I'm 6'7" and weigh in at 210#. Does that make me a clyde?


----------



## Call_me_Clyde (Oct 27, 2004)

*Generally speaking, yes*

In general, the term Clydesdale is used for riders 200 lbs and above. I think at times it can be construed as a negative term, implying "overweight". There are many Clydes ( and I'm NOT one of them) whose weight is proportional to their height, and therefore belie the whole overweight concept. Given your height, I'd say you fall into that category.

Welcome to the club.

Bob


----------



## Cary (Dec 29, 2003)

At 6'7" and 210 pounds, I would call you down right skinny. You are a definite canidate for a 29" bike.


----------



## Fletch F. Fletch (Feb 15, 2005)

Call_me_Clyde said:


> In general, the term Clydesdale is used for riders 200 lbs and above. I think at times it can be construed as a negative term, implying "overweight". There are many Clydes ( and I'm NOT one of them) whose weight is proportional to their height, and therefore belie the whole overweight concept. Given your height, I'd say you fall into that category.
> 
> Welcome to the club.
> 
> Bob


 The clyde category has nothing to do w/ being overweight.


----------



## ncj01 (Jan 13, 2004)

Fletch F. Fletch said:


> The clyde category has nothing to do w/ being overweight.


I would say it has a lot to do with being overweight.

However, it is definatly inclusive of those who are appropriately weighted for thier height/size, etc...
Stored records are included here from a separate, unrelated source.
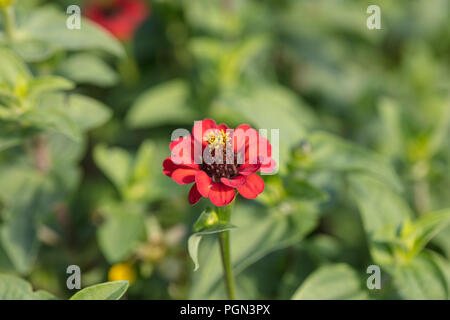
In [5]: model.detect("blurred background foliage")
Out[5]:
[0,0,450,299]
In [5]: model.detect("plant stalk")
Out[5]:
[217,206,236,300]
[0,6,15,42]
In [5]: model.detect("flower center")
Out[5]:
[202,129,239,182]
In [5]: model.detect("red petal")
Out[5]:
[238,163,261,176]
[217,123,228,132]
[220,176,246,188]
[163,157,178,177]
[169,137,183,150]
[237,174,264,199]
[172,168,198,184]
[259,158,277,174]
[236,124,251,132]
[188,183,202,204]
[195,170,212,198]
[209,183,236,207]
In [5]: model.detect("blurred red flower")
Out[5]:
[163,119,276,206]
[85,0,150,41]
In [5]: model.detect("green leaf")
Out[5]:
[0,48,31,88]
[27,76,74,99]
[97,204,145,263]
[21,104,82,141]
[58,53,119,87]
[70,280,129,300]
[389,251,450,300]
[299,132,403,192]
[349,173,413,235]
[40,93,112,130]
[188,209,235,271]
[400,209,450,258]
[0,175,42,273]
[285,178,327,200]
[126,80,196,128]
[349,173,412,266]
[66,94,112,130]
[94,144,132,193]
[189,201,318,299]
[20,6,125,57]
[378,98,405,157]
[0,274,56,300]
[221,86,317,146]
[292,264,367,300]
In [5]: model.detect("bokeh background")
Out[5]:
[0,0,450,299]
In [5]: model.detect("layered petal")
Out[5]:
[195,170,213,198]
[188,183,202,204]
[220,175,246,188]
[237,174,264,199]
[172,168,198,184]
[238,163,261,176]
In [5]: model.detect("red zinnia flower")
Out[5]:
[85,0,150,41]
[163,119,276,206]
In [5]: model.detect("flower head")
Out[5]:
[85,0,150,41]
[163,119,276,206]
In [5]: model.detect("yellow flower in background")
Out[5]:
[0,0,15,9]
[108,262,136,284]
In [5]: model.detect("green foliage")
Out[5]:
[292,264,367,300]
[70,281,129,300]
[0,0,450,300]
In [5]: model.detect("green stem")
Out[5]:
[217,206,236,300]
[0,6,15,42]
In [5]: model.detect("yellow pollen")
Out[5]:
[203,129,231,150]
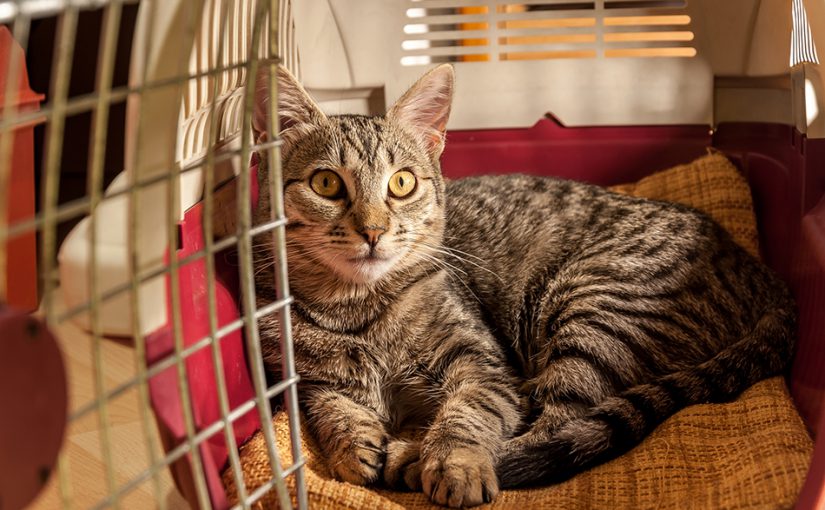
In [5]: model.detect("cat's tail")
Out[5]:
[496,298,796,489]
In the broader sense, it's about inclusiveness....


----------



## Call_me_Clyde (Oct 27, 2004)

*I know*



Fletch F. Fletch said:


> The clyde category has nothing to do w/ being overweight.
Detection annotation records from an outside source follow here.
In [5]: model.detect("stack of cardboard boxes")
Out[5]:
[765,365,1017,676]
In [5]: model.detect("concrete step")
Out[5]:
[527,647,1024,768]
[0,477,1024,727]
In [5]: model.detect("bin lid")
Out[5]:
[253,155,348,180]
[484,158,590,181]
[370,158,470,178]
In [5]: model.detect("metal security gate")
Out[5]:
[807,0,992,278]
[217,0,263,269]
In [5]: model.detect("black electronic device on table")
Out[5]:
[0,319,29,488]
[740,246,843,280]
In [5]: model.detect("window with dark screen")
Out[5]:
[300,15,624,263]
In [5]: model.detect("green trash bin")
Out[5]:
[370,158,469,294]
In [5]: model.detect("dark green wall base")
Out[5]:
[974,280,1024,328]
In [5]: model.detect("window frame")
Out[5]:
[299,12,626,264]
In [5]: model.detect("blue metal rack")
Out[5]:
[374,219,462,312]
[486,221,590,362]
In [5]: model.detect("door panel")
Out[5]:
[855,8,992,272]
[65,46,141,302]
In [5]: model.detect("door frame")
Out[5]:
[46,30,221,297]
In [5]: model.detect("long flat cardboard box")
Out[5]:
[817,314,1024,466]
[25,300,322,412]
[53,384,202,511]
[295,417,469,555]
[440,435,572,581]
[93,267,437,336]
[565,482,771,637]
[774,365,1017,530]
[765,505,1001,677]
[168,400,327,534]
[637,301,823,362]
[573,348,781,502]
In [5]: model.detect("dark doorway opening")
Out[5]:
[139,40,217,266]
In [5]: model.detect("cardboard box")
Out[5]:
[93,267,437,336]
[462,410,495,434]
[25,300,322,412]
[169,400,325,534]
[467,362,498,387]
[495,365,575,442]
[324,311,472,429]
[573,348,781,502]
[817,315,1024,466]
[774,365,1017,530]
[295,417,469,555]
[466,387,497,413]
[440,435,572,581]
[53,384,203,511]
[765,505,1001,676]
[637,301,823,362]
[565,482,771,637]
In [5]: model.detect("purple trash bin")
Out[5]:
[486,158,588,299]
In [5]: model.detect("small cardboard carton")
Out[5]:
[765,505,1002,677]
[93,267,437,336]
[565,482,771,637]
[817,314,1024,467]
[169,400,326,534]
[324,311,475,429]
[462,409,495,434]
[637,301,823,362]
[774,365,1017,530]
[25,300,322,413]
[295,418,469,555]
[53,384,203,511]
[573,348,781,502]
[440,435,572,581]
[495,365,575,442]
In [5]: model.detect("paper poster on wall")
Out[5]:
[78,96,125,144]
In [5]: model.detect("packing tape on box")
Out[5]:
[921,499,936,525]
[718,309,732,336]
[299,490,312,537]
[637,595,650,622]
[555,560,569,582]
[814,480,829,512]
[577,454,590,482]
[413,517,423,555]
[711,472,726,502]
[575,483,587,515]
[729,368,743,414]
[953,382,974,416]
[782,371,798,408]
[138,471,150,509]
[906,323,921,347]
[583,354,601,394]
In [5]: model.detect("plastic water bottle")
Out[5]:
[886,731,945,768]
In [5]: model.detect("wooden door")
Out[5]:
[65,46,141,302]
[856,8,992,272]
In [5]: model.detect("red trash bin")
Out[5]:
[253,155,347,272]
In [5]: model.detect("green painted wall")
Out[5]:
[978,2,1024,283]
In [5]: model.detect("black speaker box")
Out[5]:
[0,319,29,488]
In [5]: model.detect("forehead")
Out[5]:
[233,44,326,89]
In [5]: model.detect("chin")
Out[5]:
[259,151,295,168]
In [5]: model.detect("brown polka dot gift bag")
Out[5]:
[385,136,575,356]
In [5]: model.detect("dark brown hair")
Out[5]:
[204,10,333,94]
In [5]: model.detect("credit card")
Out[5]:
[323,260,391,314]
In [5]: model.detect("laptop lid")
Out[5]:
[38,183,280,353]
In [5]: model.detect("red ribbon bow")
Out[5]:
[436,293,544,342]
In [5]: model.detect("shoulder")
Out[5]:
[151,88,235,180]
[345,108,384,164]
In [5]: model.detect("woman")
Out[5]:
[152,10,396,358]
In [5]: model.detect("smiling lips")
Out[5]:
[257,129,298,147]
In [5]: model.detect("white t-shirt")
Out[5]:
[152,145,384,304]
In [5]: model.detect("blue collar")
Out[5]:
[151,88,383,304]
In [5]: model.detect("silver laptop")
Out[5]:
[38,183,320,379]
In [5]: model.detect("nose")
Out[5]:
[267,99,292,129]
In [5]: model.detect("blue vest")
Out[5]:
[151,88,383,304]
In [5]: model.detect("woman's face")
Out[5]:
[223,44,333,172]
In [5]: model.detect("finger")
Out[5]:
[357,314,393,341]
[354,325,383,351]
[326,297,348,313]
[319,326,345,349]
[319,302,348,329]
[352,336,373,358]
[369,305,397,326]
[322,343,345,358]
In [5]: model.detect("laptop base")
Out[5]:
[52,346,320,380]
I agree 100 %. Re-read these lines in my post a couple times for clarification.

In general, the term Clydesdale is used for riders 200 lbs and above. I think at times it can be construed as a negative term, implying "overweight".
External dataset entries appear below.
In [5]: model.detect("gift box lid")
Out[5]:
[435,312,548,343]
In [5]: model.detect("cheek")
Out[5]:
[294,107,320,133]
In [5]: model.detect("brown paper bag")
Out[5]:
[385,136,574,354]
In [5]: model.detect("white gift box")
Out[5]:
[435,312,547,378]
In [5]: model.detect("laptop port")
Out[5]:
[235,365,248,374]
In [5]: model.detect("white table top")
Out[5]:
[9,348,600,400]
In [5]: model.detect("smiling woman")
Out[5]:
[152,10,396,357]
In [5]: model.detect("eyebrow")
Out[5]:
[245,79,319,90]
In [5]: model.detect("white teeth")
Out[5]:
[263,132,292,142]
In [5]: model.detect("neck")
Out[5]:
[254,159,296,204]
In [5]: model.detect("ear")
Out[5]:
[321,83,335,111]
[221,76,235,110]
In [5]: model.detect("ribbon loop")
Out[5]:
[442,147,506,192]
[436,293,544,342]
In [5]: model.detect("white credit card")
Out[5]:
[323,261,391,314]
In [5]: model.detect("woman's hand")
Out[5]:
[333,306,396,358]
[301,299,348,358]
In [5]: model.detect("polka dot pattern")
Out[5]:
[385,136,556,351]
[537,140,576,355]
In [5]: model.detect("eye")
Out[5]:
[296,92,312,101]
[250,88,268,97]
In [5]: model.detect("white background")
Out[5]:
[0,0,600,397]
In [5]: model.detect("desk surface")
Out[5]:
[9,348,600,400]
There's a "perception", wrong as it may be among some non-Clydes. Just stating the cold hard facts of what some people think it implies.

Bob


----------



## KRN (Jan 28, 2004)

I dont think that being a clydesdale means your fat but not everyone weighs under 200 think he means he who keeps his food down  no I'm 5'11 & right now I'm over weight due to a really bad car wreck...but even in good shape I weigh 190 I'm big boned at that weight NOT fat!


----------



## standard235 (Jul 23, 2005)

[Cartman]I'm not fat! I'm just big boned.. you ****ing Jew![/Cartman]

 Sorry, had to.

Well crap, I guess I am a Clydesdale then. I weigh 210 since yesterday and I am around 5'6".

Definitely hard on my stuff.


----------



## mushypeas (Jul 28, 2005)

It often does mean overweight.

It can also mean very tall.

It can also mean bodybuilder/athlete.


----------



## k1creeker (Jul 30, 2005)

*It's a race class*

Hi all,

Just replying as no one has mentioned that Clydesdale is a weight class for competitive endurance events, such as cycling, running, triathalon, etc...

The weight "cutoff" limit can vary depending on the event. Generally it's around 200 pounds. This class is usually formed to allow competitors a fair competition with their "peers" (of like build). Let's face it, a person weighing 165# is generally going to scramble up a climb a lot faster than one who weighs 230#. Big guys and gals aren't built for "endurance sports", we're built for downhill skiing, front linesman, and professional wrestling 

It's no different than letting a 165# boxer in a ring with someone clocking in at that same 230#, all else being equal, the small guy is going to get a beating. The little guys tend to forget this when throwing around the "fat" jokes.


----------